[Date Prev][Date Next][Thread Prev][Thread Next][Date Index][Thread Index]

[Condor-users] Condor-G fun

I have run a few jobs using condor-g now, but even though the jobs
run OK, I frequently get the following error. When the error occurs, the
jobs never
seem to recover (although I give up after about 40 mins):

020 (023.000.000) 11/09 11:08:03 Detected Down Globus Resource
    RM-Contact: <grid-resource>/jobmanager-fork
026 (023.000.000) 11/09 11:08:03 Detected Down Grid Resource
    GridResource: gt2 <grid-resource>/jobmanager-fork

The 2 most obvious reasons for this are:
a) Machine is down
b) Machine never existed (i.e. name spelled wrong)

Since I can cut and paste the machine name and successfully run Grid
to that machine, any ideas what else it can be?

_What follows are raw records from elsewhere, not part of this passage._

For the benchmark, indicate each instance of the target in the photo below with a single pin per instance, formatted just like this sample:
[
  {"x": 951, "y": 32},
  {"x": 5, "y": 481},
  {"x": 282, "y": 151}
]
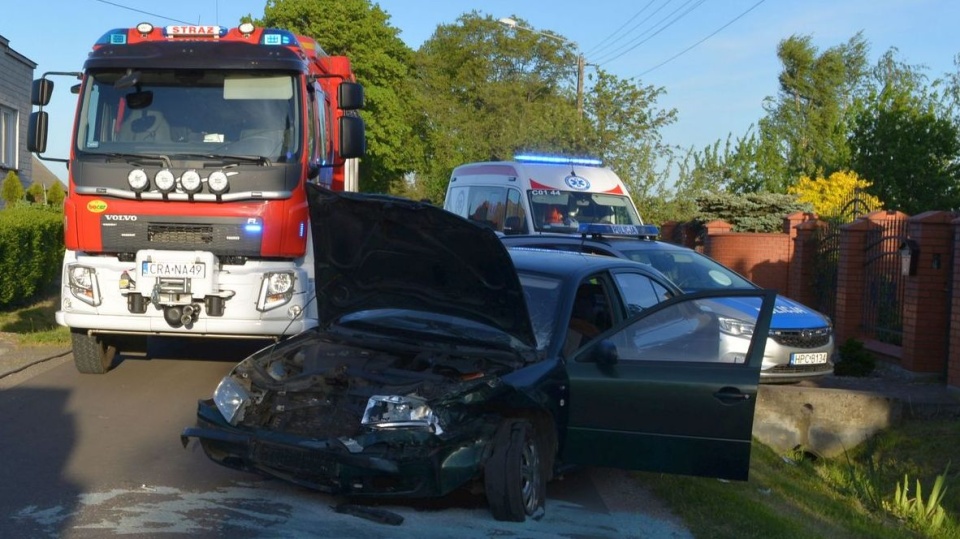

I have ruled out the following (or believe I have):
1. Firewall issue (this has now been opened) since this would prevent
   globus-job-runs running, and in any case, I'd get an error about
inability to
   transfer files.
2. Don't have valid proxy - since globus commands work
3. condor daemons can't see firewall settings - since re-run with them
in the
   environment, and some jobs do run.

Are there any DEBUG settings I can do to get further info?

condor-q -anal 
doesn't help for non-matchmaking condor-g

Below is the submit file (hopefully there is a bug in there somewhere)




# Maybe I should try with "old" syntax, using globus universe
universe = grid

# Just try with for for now
grid_resource = gt2 <grid-resource>/jobmanager-fork

notification = never

# This exists in /bin on all grid resources I use
executable = /bin/hostname
transfer_executable = false

# No common storage

# Do these make sense in combination with previous 2 file transfer
stream_input = false
stream_error = false
stream_output = false

output = glob$(PROCESS).out
error = glob$(PROCESS).err
log = glob.log

# Is something like this needed or should I just omit it?
REQUIREMENTS = (OpSys == LINUX && (Arch != "Windows51"))